Bur knowing I was infected with HIV was a life-changer. The acceptance of that reality broke through my addictive grief over the object of my sexual addiction. And, in breaking through that grief, I was able to work out how sex and affection interplayed in my life. I began to understand what I needed from both, and how those needs were integrated within my life as a whole. That understanding broke huge cracks in the hardened shell of my habitual suffering.

I moved to Provincetown on Cape Cod when I was 36. It was the actualization of a wish I had developed as an adolescent when I first spent happy days and nights there. Shortly after my move, I met a former trapeze artist who introduced me to a Brazilian Buddhist leader in the community. I began chanting Buddhist sutra with the Buddhist group she hosted and tutored. I felt I belonged right from the start.

I had studied Buddhism in university. But this was different. I was suddenly living Buddhism in a place where I had always wanted to live. We were an open group with a daily commitment to our practice. We held open sutra rituals twice a day every day. The group grew. I grew with it. I was an integral part of a dynamic human group for the first time in my life. As I realized this, the habitual suffering within me melted. I learned to free my mind and my awareness of my body from the bonds of deep reflexive agony.

What did I do with this exhilarating sense of emotional freedom and human belonging? I did the Buddhist thing: I left it behind and moved to Manhattan in 1988 to work with dying AIDS patients and to study Buddhism with Japanese leaders. As I now see it, that move was my active declaration of independence from suffering. It was the beginning of a mindful life, based in keeping my consciousness free of suffering and open to whatever joy I can experience while doing good.

My subsequent terminal AIDS prognosis (1995) and cancer diagnosis (2002) did not shake my resolve to remain free from suffering beyond unavoidable physical pain. I was told I would die of AIDS within 6 months. I did not. I was told my cancer treatment could kill me. It did not. Throughout both crises, I remained in the moment. I took each day, each challenge, each torture as it came. I remained fully in those moments with my mind's eye aimed on a joyful future, in life or in death.

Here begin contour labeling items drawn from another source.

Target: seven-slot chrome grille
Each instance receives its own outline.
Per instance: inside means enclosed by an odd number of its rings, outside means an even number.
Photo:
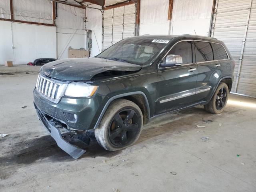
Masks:
[[[36,89],[44,97],[54,103],[58,103],[64,95],[68,83],[52,80],[38,75]]]

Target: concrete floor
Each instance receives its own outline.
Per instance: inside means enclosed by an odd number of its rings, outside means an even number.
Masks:
[[[0,138],[0,191],[256,191],[256,100],[230,95],[220,115],[201,106],[164,115],[135,145],[110,152],[94,143],[75,160],[36,116],[39,69],[0,66],[0,133],[8,134]]]

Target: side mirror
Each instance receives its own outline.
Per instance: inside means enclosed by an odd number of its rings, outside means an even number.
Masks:
[[[165,62],[161,63],[163,67],[180,66],[182,64],[182,58],[180,55],[168,55]]]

Some refer to liberation from suffering as "awakening". The thought of being fully awake when you are still beleaguered by suffering does not appeal. The joyful experience of wakeful consciousness occurs after the chains of suffering are broken either by accident or intentional seeking. The journey away from the chains of habitual suffering varies from person to person. Frankly, few attain true liberation from their suffering in this human experience.

Freedom from suffering is not an esoteric enlightenment. It does not entail becoming superhuman. It is simply a way of life. A way of being and becoming. You can see the awakened around you. Their eyes meet yours with a mutual understanding, often accompanied by a smile of acknowledgment. Once awake, you never fear loneliness. You are at peace with yourself.